This document discusses Apache::Dispatch, a lightweight abstraction layer for mod_perl applications. It maps URIs to application resources via method handlers, providing the power of mod_perl handlers with a painless migration. The document reviews how Apache::Dispatch works, provides examples of configuration, method handlers, and testing with Apache::Test. It also covers additional Apache::Dispatch features like pre/post-dispatch handlers, inheritance, autoloading, and filtering.
This document discusses the Data::FormValidator module, which provides a simplified way to validate form data in Perl. It allows defining validation profiles that specify required and optional fields, as well as custom and built-in constraint methods.
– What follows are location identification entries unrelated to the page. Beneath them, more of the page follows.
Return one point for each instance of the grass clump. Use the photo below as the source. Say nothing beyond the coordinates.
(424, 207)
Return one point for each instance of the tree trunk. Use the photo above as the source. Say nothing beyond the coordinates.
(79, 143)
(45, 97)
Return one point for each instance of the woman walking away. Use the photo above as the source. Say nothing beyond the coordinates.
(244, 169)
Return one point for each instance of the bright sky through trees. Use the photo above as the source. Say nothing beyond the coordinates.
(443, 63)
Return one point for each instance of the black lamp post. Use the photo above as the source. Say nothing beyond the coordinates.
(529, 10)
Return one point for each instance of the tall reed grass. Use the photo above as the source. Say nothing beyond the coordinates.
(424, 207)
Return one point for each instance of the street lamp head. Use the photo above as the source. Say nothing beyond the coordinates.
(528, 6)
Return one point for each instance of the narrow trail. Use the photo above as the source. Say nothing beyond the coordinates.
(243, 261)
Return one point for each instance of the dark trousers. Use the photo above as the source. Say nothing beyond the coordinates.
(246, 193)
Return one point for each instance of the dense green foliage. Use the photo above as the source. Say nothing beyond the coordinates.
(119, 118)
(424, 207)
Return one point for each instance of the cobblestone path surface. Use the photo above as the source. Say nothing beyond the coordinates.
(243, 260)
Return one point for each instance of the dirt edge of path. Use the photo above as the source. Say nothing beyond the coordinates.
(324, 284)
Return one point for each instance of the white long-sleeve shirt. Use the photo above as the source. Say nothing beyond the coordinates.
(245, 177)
The module takes request parameters, runs validation according to the profile, and returns results that can be easily integrated into templates to display error messages.
An MVP (Minimum Viable Product) mobile application is a streamlined version of a mobile app that includes only the core features necessary to address the primary needs of its users. The purpose of an MVP is to validate the app concept with minimal resources, gather user feedback, and identify any areas for improvement before investing in a full-scale development. This approach allows businesses to quickly launch their app, test its market viability, and make data-driven decisions for future enhancements, ensuring a higher likelihood of success and user satisfaction.
Ansys Mechanical enables you to solve complex structural engineering problems and make better, faster design decisions. With the finite element analysis (FEA) solvers available in the suite, you can customize and automate solutions for your structural mechanics problems and parameterize them to analyze multiple design scenarios. Ansys Mechanical is a dynamic tool that has a complete range of analysis tools.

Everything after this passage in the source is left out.